プロローグ
0:00 ……坊や。坊や。
0:06 ……久しぶりだな、坊や。こうして顔を合わすのはしばらくぶりじゃな。
0:13 わらわが居らぬ間も、よい子にしておったか? 寂しくて枕を濡らしたりはしなかったか?
0:22 ……くくっ、意地を張りおって。相も変わらず、素直でない勇者様よの。久々にわらわに会えて嬉しいくせにのぅ♪
0:37 構ってやれなかったから拗ねておるのか? ん?
0:43 仕方が無かろう、それも坊やの願いを叶えるためよ。
0:48 魔族と人間との和平……まったく、世界の平和とは、壮大なおねだりをしてくれるものよ。
0:59 ……だが案ずるな、魔王たるわらわの政治力と人心掌握術をもってすれば、人間の指導者どもをたぶらかすなど容易い事……
1:11 最期はみな、喜んで和平に同意してくれたぞ?
1:19 ……なんだ、その目は? 心配せんでも、ちゃんと平和裏に説得したわ。
1:24 わらわが、坊やの意に反するような事をしたことがあったか?
1:30 ……ふふふっ、そうよなぁ、沢山したっけなぁ♪
1:37 だが……坊やが本気で嫌がる事は、していないであろう?
1:45 ……そっぽを向きおって。認めてしまえばよかろうものを……♪
1:50 まあよい。とにかく、誓いは果たしたぞ。次は坊やの番だ。
1:59 約束であったよな……世界の平和と引き換えに、わらわのモノになると……。
2:08 これで未来永劫、坊やはわらわのモノじゃ……違える事は許さぬぞ?
2:17 ……ふふ、何を渋々という顔をしておる、本当はわらわのモノになれて嬉しいのであろう?

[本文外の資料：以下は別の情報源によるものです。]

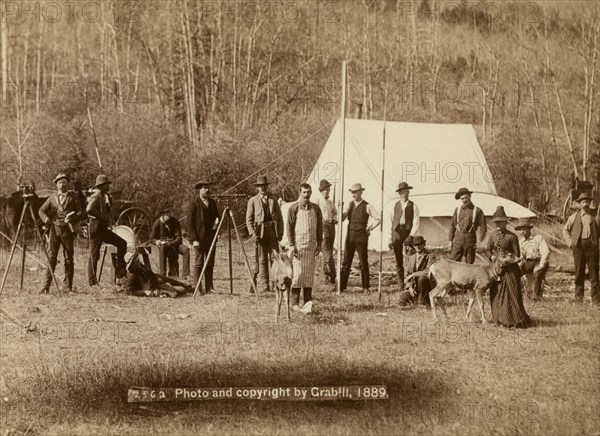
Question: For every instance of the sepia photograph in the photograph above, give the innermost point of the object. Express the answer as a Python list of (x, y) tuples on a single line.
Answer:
[(299, 217)]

2:27 違うと言うなら、わらわの目を見てはっきり言うてみ? 目を逸らさずになぁ……♪
2:36 くくっ、まったく、愛い坊やよ。
2:42 ほれ、抱きしめるから大人しくしておれよ。流石にほうぼう駆け回って疲れたわ。……癒してくれるであろう?
2:55 ……ふふ、よい子だな、勇者は。
3:02 ……身を固くして、緊張しておるのか?
3:06 まったく、これから夫婦になるというのに、困ったものよ。まあ、そんな所も可愛いのだがな。
3:18 ……うん? どうした、目を丸くして? ……ああ、すまぬすまぬ。まだ言っておらなんだな?
3:28 わらわと坊やの婚約が決定したゆえ、まあひとつよろしく頼むぞ。
3:36 ……何故と言われても。異なる勢力同士が繋がるために、婚姻を結ぶのは普通の話であろう。
3:44 人間と魔族の和平の象徴として、勇者と魔王の結婚ほど分かりやすいものは無い。
3:53 しかも、坊やがわらわのモノになる、という約束も同時に果たせて、一挙両得というものではないか。
4:03 ……ははあ、わらわのモノになる、というのを、奴隷とか玩具とか、そういうイメージでおったのか?
4:14 ふふ……王とは奪うものだが、奪った以上のものを与えるのが、名君の器というもの。
4:25 このわらわの身をくれてやろうと言うのだ、もっと素直に喜べばどうだ?
4:32 それに、今さら何を言おうと無駄よ。各国の王、魔族の有力者、民衆への告知も済んでおる。
4:43 無論……坊やの母君へのご挨拶も済ませてきた所よ♪
4:48 坊やが魔王城で留守番しておる間、世界中その話で持ち切りだったのだぞ? 知らぬは本人ばかりよ。
4:58 だが、不満はあるまい? 坊やが望んだ世界平和のためなのだ。
5:05 ……それに、表向きは聞こえの良い英雄譚をねつ造するゆえ、案ずるでないぞ。
5:13 夫を立てるのがよき妻というもの。
5:16 坊やがわらわに惨敗したあげく、快楽責めで調教された変態マゾ勇者だという事実は、歴史の闇に葬り去ってやるゆえな……くくくっ♪
5:31 ……それとも、わらわとの結婚は嫌か? ん?
5:37 …………ふふ、困った顔をしおって。最近は、意地も張りきれんようになって来たなぁ。